AFAIK the lockdep issue was reported on a v7 of a different change. I'm basing my series on [2] ("KVM: Mapping guest_memfd backed memory at the host for software protected VMs"), while the issue was reported on [2] ("KVM: Restricted mapping of guest_memfd at the host and arm64 support"), which is also built on top of [2]. Please correct me if I'm missing something.
The key feature that is required by my series is the ability to mmap guest_memfd when the VM type allows. My understanding is no-one is opposed to that as of now, that's why I assumed it's safe to build on top of that.
[2] https://lore.kernel.org/kvm/20250318161823.4005529-1-tabba@google.com/T/ [3] https://lore.kernel.org/all/diqz1puanquh.fsf@ackerleytng-ctop.c.googlers.com...
Maybe the lockdep issue is just a patch ordering thing or removed in a later patch set, but that's not mentioned in the discovery email?
What exactly is the goal here and the path forward for the rest of us trying to build on this once it's in mm-new/mm-unstable?
Note that mm-unstable is shared with a lot of other people through linux-next, and we are really trying to stop breaking stuff on them.
Obviously v7 cannot go in until it works with lockdep - otherwise none of us can use lockdep which is not okay.
Also, I am concerned about the amount of testing in the v7 and v3 patch sets that did not bring up a lockdep issue..
[1] https://lore.kernel.org/kvm/20250318161823.4005529-1-tabba@google.com/T/ [2] https://lore.kernel.org/kvm/20250109204929.1106563-1-jthoughton@google.com/T... [3] https://docs.google.com/document/d/1M6766BzdY1Lhk7LiR5IqVR8B8mG3cr-cxTxOrAos...
If there is anything we need to know about the decisions in the call and that document, can you please pull it into this change log?
I don't think anyone can ensure google will not rename docs to some other office theme tomorrow - as they famously ditch basically every name and application.

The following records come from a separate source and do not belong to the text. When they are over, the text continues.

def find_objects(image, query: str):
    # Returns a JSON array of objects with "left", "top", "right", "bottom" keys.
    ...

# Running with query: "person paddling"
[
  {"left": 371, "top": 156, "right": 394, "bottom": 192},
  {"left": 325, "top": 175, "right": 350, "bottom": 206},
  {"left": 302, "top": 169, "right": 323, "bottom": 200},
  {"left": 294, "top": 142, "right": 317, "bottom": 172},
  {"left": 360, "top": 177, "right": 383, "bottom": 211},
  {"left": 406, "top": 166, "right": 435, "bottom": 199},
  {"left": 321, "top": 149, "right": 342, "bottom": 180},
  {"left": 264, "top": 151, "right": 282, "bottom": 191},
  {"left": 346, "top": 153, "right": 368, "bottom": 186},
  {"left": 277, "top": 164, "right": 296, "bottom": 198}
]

Also, most of the community does not want to go to a 17 page (and growing) spreadsheet to hunt down the facts when there is an acceptable and ideal place to document them in git. It's another barrier of entry on reviewing your code as well.
But please, don't take this suggestion as carte blanche for copying a conversation from the doc, just give us the technical reasons for your decisions as briefly as possible.
[4] https://lore.kernel.org/kvm/20250402160721.97596-1-kalyazin@amazon.com/T/
[1]. https://lore.kernel.org/all/diqz1puanquh.fsf@ackerleytng-ctop.c.googlers.com...
Thanks, Liam